4/30 — Applying K-Mean, PCA and MDS

Shane Liu
Visualization@SBU
Published in
2 min readMay 8, 2020

Progress for the SBU CSE564 final project

We have applied the data preprocessing method on the previous post. In this pose, we are going to demonstrate how we apply data reduction tools on our datasets.

Merge Data

Before using K-mean, PCA and MDS, we merge our datasets together.

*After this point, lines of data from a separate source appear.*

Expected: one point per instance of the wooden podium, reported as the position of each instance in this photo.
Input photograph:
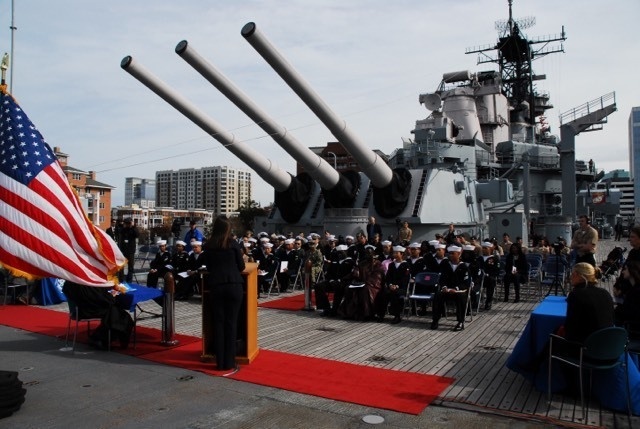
(247, 341)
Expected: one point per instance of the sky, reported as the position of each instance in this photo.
(368, 59)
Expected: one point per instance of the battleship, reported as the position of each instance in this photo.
(483, 159)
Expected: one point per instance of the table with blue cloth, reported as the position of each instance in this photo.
(137, 294)
(531, 353)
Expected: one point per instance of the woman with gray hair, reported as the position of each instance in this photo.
(589, 307)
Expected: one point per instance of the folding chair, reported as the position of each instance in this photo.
(602, 350)
(271, 279)
(297, 278)
(422, 289)
(535, 273)
(475, 296)
(74, 315)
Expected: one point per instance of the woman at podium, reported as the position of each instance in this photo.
(224, 262)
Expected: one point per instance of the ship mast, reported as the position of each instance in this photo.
(514, 54)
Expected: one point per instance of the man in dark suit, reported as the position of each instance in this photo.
(127, 243)
(112, 231)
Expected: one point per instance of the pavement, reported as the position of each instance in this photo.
(99, 389)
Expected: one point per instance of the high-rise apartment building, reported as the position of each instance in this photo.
(219, 189)
(140, 191)
(634, 152)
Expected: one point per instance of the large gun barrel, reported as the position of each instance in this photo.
(282, 182)
(338, 190)
(391, 187)
(372, 165)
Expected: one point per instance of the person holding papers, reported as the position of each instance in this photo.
(223, 259)
(160, 265)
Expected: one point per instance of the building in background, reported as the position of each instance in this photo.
(634, 155)
(221, 190)
(141, 192)
(95, 196)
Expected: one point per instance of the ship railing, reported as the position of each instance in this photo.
(587, 108)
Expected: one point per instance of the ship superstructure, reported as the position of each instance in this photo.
(483, 159)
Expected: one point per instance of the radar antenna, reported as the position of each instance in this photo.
(514, 55)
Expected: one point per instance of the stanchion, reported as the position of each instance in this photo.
(168, 313)
(307, 292)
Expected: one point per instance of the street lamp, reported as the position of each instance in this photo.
(335, 160)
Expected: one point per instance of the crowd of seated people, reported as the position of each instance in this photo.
(361, 279)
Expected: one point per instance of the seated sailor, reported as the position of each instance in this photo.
(160, 265)
(454, 282)
(397, 281)
(339, 276)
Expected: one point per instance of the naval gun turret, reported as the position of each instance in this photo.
(391, 188)
(339, 190)
(291, 193)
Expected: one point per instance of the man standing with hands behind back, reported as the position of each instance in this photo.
(193, 234)
(584, 241)
(127, 243)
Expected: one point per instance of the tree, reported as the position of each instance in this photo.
(247, 213)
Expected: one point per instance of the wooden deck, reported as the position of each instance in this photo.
(474, 357)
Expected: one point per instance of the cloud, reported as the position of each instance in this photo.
(369, 60)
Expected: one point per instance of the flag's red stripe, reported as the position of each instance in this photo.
(19, 264)
(78, 233)
(36, 215)
(49, 254)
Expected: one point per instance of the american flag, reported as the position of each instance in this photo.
(44, 231)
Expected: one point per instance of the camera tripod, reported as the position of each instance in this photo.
(557, 284)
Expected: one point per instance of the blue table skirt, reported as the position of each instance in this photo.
(51, 290)
(530, 359)
(137, 294)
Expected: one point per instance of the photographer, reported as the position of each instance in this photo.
(584, 241)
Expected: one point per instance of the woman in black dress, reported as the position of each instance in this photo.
(224, 261)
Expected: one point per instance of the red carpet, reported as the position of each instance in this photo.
(373, 387)
(54, 323)
(369, 386)
(291, 302)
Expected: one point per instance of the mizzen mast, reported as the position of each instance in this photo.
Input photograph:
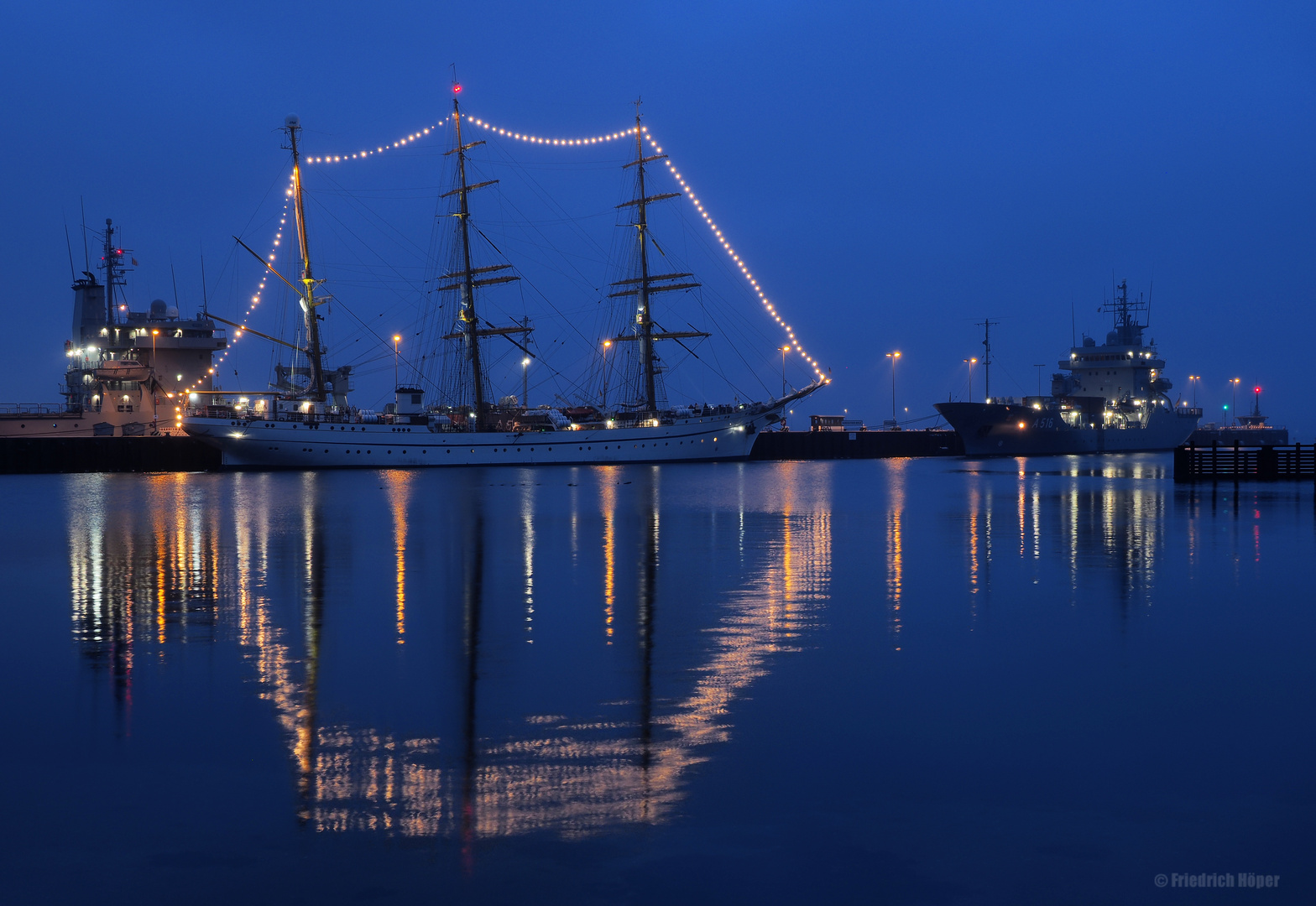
(308, 283)
(470, 331)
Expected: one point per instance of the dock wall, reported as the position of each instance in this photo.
(855, 445)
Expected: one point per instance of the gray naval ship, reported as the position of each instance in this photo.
(1107, 398)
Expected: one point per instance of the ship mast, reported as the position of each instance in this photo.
(648, 283)
(468, 317)
(470, 329)
(308, 301)
(646, 325)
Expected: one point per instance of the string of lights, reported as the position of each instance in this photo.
(379, 148)
(253, 304)
(544, 141)
(541, 139)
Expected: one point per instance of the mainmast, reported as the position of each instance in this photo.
(308, 301)
(645, 284)
(113, 264)
(470, 329)
(986, 324)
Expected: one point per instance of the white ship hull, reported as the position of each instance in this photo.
(333, 445)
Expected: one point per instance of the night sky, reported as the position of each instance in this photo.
(891, 173)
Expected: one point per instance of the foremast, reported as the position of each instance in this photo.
(646, 284)
(308, 283)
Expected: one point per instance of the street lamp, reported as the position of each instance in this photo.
(892, 357)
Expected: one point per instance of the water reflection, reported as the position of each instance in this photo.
(268, 565)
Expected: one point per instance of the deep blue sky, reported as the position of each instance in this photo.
(891, 171)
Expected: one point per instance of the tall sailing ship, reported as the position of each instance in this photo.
(125, 370)
(470, 425)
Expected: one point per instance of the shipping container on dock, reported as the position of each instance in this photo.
(106, 454)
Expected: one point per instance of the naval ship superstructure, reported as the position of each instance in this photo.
(472, 424)
(127, 371)
(1105, 398)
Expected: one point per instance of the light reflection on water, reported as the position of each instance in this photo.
(516, 653)
(222, 559)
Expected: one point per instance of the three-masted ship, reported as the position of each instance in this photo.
(304, 426)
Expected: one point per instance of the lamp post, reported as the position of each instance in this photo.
(892, 357)
(607, 345)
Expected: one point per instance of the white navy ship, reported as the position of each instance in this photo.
(125, 368)
(465, 421)
(1105, 398)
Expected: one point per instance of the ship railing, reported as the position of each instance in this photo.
(39, 409)
(1237, 461)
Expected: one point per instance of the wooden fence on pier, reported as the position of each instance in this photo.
(1237, 463)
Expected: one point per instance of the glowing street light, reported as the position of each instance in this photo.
(607, 345)
(892, 357)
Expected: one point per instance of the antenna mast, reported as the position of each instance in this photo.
(308, 283)
(470, 324)
(987, 324)
(468, 317)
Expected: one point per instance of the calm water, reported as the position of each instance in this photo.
(924, 681)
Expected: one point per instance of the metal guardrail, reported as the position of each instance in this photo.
(39, 409)
(1239, 463)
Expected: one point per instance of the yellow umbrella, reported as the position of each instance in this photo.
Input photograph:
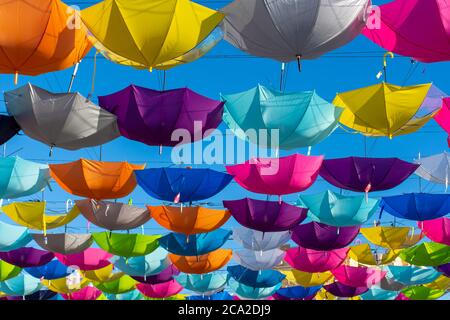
(149, 33)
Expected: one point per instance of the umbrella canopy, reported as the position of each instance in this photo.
(182, 184)
(260, 241)
(194, 245)
(189, 220)
(303, 119)
(286, 30)
(265, 216)
(21, 178)
(313, 261)
(417, 206)
(64, 243)
(152, 116)
(322, 237)
(50, 42)
(96, 179)
(13, 237)
(337, 210)
(63, 120)
(366, 174)
(113, 215)
(143, 266)
(427, 254)
(176, 27)
(279, 176)
(262, 260)
(202, 264)
(126, 245)
(27, 257)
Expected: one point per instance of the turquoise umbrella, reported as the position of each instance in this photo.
(303, 119)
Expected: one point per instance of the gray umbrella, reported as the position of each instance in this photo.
(65, 120)
(288, 29)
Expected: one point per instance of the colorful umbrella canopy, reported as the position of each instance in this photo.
(262, 260)
(303, 119)
(113, 215)
(322, 237)
(143, 266)
(279, 176)
(366, 174)
(338, 210)
(417, 206)
(21, 178)
(182, 184)
(126, 245)
(176, 28)
(13, 237)
(75, 122)
(313, 261)
(202, 264)
(96, 179)
(293, 29)
(49, 43)
(194, 245)
(27, 257)
(152, 116)
(189, 220)
(260, 241)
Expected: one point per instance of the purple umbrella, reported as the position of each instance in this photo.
(151, 116)
(27, 257)
(319, 236)
(266, 216)
(366, 174)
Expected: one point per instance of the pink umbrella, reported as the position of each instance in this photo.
(437, 230)
(358, 276)
(280, 176)
(89, 259)
(160, 290)
(312, 261)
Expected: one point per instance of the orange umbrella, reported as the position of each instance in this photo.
(96, 179)
(40, 36)
(189, 220)
(202, 264)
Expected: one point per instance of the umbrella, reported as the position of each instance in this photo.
(366, 174)
(262, 260)
(303, 119)
(153, 117)
(175, 29)
(260, 241)
(194, 245)
(313, 261)
(27, 257)
(202, 264)
(113, 215)
(63, 120)
(322, 237)
(21, 178)
(50, 42)
(279, 176)
(13, 237)
(293, 29)
(265, 216)
(417, 206)
(126, 245)
(189, 220)
(182, 184)
(96, 179)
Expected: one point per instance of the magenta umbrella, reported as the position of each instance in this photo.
(152, 116)
(319, 236)
(266, 216)
(27, 257)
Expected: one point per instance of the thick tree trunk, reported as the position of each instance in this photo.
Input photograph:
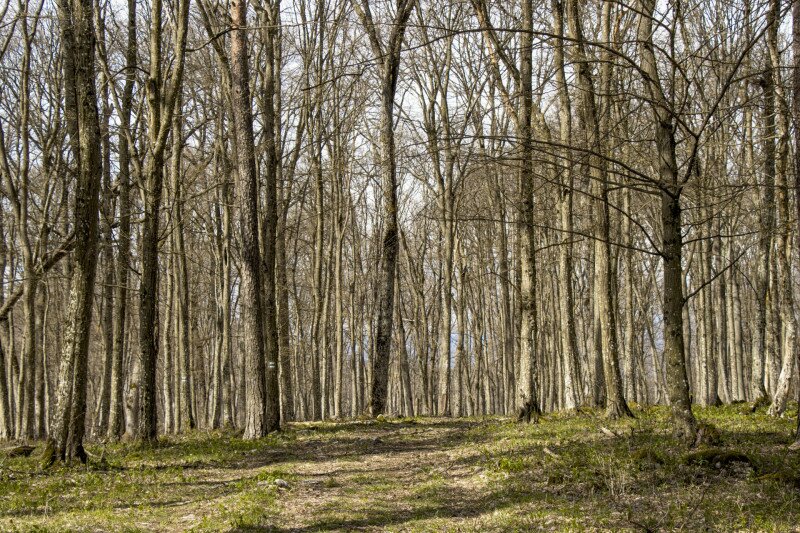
(251, 299)
(78, 40)
(684, 423)
(389, 55)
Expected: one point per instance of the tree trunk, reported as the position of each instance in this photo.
(684, 424)
(78, 41)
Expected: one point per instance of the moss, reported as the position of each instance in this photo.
(717, 458)
(645, 458)
(430, 474)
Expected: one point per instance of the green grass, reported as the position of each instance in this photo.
(478, 474)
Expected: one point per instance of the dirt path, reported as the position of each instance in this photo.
(568, 473)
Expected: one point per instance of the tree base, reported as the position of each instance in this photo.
(529, 412)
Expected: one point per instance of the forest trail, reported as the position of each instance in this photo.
(424, 474)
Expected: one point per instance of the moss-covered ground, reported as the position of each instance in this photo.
(570, 472)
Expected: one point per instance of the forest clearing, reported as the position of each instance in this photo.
(570, 472)
(399, 265)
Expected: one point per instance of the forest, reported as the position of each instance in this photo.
(519, 264)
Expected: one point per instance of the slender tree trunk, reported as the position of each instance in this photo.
(796, 124)
(117, 414)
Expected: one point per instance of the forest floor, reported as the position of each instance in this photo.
(570, 472)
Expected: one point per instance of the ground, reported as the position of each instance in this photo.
(570, 472)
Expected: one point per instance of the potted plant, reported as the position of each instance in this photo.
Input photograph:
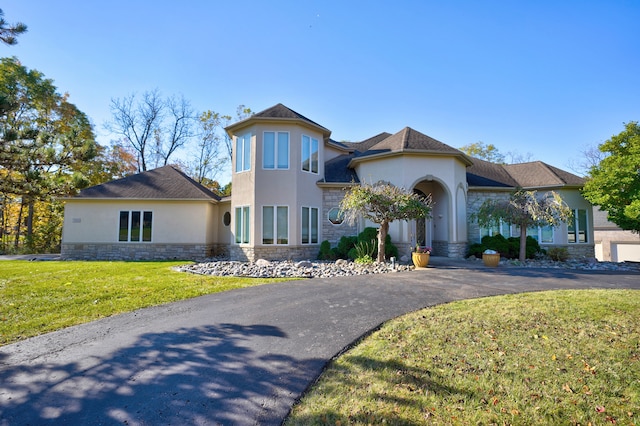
(420, 256)
(491, 258)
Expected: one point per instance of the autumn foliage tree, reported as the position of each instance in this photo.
(382, 203)
(525, 209)
(46, 147)
(614, 182)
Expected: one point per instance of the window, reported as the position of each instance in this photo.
(243, 153)
(309, 154)
(501, 228)
(309, 225)
(275, 154)
(335, 216)
(242, 225)
(135, 225)
(577, 227)
(275, 225)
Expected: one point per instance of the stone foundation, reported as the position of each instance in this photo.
(133, 251)
(251, 254)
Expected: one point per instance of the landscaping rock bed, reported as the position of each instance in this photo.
(341, 268)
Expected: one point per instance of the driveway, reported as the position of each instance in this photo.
(237, 358)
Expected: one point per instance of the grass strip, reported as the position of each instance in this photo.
(39, 297)
(558, 357)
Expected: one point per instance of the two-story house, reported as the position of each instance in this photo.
(288, 177)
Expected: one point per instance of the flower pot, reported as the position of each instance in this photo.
(420, 260)
(491, 260)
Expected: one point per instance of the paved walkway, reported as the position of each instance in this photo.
(237, 358)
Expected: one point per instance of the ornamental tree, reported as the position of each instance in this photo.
(382, 203)
(614, 183)
(525, 209)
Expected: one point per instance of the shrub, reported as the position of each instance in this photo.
(345, 245)
(507, 247)
(559, 254)
(325, 251)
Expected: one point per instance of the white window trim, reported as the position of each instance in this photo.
(311, 139)
(275, 226)
(275, 150)
(318, 227)
(130, 223)
(242, 225)
(240, 153)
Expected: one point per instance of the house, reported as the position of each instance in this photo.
(612, 243)
(288, 177)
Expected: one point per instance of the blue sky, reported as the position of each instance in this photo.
(542, 77)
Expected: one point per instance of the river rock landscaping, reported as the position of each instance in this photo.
(321, 269)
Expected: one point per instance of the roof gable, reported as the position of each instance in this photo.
(280, 113)
(163, 183)
(534, 174)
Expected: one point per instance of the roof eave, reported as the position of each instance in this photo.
(275, 120)
(461, 156)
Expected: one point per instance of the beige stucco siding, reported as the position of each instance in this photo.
(290, 187)
(176, 222)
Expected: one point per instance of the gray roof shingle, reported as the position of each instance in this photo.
(164, 183)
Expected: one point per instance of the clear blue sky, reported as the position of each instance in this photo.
(541, 77)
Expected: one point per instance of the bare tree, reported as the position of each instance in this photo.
(211, 158)
(177, 130)
(589, 157)
(9, 32)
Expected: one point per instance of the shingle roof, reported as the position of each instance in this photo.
(336, 170)
(281, 111)
(534, 174)
(408, 139)
(162, 183)
(485, 173)
(368, 143)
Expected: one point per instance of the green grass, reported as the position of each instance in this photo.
(39, 297)
(561, 358)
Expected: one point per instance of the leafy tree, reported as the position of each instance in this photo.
(483, 151)
(614, 183)
(46, 143)
(525, 209)
(382, 203)
(9, 32)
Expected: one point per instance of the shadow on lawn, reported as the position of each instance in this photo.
(200, 375)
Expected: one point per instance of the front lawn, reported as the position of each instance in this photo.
(39, 297)
(561, 358)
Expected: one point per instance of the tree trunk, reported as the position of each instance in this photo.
(523, 243)
(19, 225)
(382, 236)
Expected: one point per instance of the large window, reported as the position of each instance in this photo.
(309, 225)
(542, 234)
(577, 227)
(135, 226)
(275, 151)
(309, 154)
(243, 153)
(275, 225)
(242, 225)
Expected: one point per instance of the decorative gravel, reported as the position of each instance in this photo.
(341, 268)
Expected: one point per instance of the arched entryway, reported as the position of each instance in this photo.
(434, 232)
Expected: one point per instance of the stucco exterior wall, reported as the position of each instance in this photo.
(475, 198)
(292, 187)
(174, 222)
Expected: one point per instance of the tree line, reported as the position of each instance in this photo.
(48, 150)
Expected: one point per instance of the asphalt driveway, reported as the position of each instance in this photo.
(237, 358)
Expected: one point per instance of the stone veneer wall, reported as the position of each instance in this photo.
(475, 200)
(331, 198)
(133, 251)
(251, 254)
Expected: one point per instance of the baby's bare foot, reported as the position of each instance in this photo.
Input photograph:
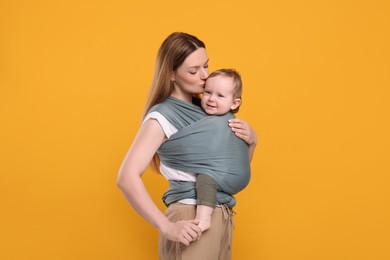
(204, 224)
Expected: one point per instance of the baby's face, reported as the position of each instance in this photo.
(217, 97)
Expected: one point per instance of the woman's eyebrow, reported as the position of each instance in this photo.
(207, 61)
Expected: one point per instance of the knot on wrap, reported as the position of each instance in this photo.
(204, 144)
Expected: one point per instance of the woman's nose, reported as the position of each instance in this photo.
(205, 73)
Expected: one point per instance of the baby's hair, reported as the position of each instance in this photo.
(231, 73)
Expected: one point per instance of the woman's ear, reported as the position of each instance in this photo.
(236, 103)
(173, 76)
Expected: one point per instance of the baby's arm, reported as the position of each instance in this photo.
(206, 192)
(244, 131)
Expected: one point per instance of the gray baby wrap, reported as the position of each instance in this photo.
(204, 145)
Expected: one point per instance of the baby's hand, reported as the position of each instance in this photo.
(204, 224)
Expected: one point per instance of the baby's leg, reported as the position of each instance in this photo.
(206, 193)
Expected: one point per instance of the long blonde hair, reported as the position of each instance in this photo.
(172, 53)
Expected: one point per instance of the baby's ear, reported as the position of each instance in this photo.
(236, 103)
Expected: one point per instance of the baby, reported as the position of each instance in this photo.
(222, 94)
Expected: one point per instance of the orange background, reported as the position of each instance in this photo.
(74, 76)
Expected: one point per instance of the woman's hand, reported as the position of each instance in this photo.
(244, 131)
(184, 231)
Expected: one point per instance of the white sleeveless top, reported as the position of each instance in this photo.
(167, 172)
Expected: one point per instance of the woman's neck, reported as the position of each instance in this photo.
(182, 96)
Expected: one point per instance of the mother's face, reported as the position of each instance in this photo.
(190, 77)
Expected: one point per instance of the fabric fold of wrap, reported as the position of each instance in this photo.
(204, 145)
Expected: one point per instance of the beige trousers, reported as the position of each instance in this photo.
(215, 243)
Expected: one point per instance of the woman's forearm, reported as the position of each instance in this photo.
(136, 194)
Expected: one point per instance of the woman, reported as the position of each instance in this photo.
(180, 73)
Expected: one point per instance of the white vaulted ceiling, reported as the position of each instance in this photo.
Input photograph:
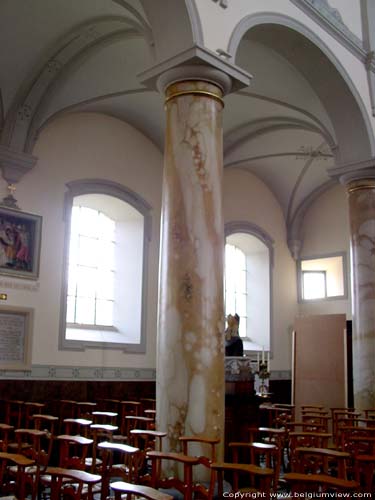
(278, 128)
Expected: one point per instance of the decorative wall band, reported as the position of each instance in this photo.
(202, 93)
(74, 373)
(49, 372)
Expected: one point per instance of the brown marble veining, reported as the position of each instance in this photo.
(362, 222)
(190, 356)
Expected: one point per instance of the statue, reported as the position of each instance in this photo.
(233, 341)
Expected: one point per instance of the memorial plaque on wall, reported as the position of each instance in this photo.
(15, 338)
(319, 361)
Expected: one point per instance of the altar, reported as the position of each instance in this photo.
(241, 402)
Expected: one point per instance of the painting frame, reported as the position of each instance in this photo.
(20, 242)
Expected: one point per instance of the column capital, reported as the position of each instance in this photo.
(196, 63)
(353, 172)
(15, 164)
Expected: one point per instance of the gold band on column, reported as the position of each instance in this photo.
(203, 93)
(363, 185)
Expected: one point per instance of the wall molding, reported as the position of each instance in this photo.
(90, 373)
(110, 374)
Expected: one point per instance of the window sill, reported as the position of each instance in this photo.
(97, 328)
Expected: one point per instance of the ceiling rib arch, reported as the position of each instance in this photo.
(21, 121)
(355, 139)
(292, 107)
(249, 131)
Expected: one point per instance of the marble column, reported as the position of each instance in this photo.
(361, 195)
(190, 353)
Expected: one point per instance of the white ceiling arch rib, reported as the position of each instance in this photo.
(326, 132)
(255, 128)
(294, 41)
(21, 121)
(78, 58)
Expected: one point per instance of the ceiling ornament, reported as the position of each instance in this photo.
(331, 20)
(222, 3)
(14, 165)
(309, 152)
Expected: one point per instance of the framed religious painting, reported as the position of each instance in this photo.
(20, 238)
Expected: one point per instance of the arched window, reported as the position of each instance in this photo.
(248, 282)
(107, 229)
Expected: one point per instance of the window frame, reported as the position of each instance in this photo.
(109, 188)
(324, 273)
(345, 295)
(246, 227)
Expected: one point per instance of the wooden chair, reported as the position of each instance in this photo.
(370, 413)
(128, 408)
(13, 483)
(121, 489)
(85, 409)
(29, 408)
(364, 468)
(47, 424)
(146, 440)
(104, 417)
(5, 431)
(13, 413)
(98, 433)
(72, 484)
(312, 407)
(317, 418)
(318, 483)
(258, 454)
(204, 449)
(148, 403)
(308, 440)
(171, 480)
(77, 426)
(126, 467)
(257, 479)
(29, 444)
(322, 460)
(136, 422)
(73, 451)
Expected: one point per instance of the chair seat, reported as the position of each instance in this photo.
(28, 470)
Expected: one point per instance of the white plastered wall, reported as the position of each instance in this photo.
(246, 198)
(326, 231)
(85, 146)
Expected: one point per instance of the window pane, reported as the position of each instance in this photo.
(105, 255)
(243, 326)
(88, 221)
(70, 309)
(86, 284)
(106, 228)
(88, 251)
(91, 267)
(314, 285)
(105, 285)
(235, 283)
(241, 304)
(85, 311)
(72, 280)
(104, 312)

# Using merge trump and DowJones data on 'Data' column
merge_data = pd.merge(trump, DowJones, how=’left’, on=’Date’)
Overview with the merge data

Applying Elbow Method to find the Optimal K

We found that the k = 5 may be the optimal k.

Finding the best PCA

We Used the following code to find the best PCA number for our data. From the Variance, we could know that PCA = 4 is the best one.

def best_PCA(data):
data = data.apply(preprocessing.LabelEncoder().fit_transform)
data = data.astype(‘float64’)
s_kmeans = KMeans(n_clusters=5).fit(data)
pca_dataset = PCA().fit(scale(data))

Visualizing the data via MDS

Euclidian

The code below shows how did we get the the euclidian distance.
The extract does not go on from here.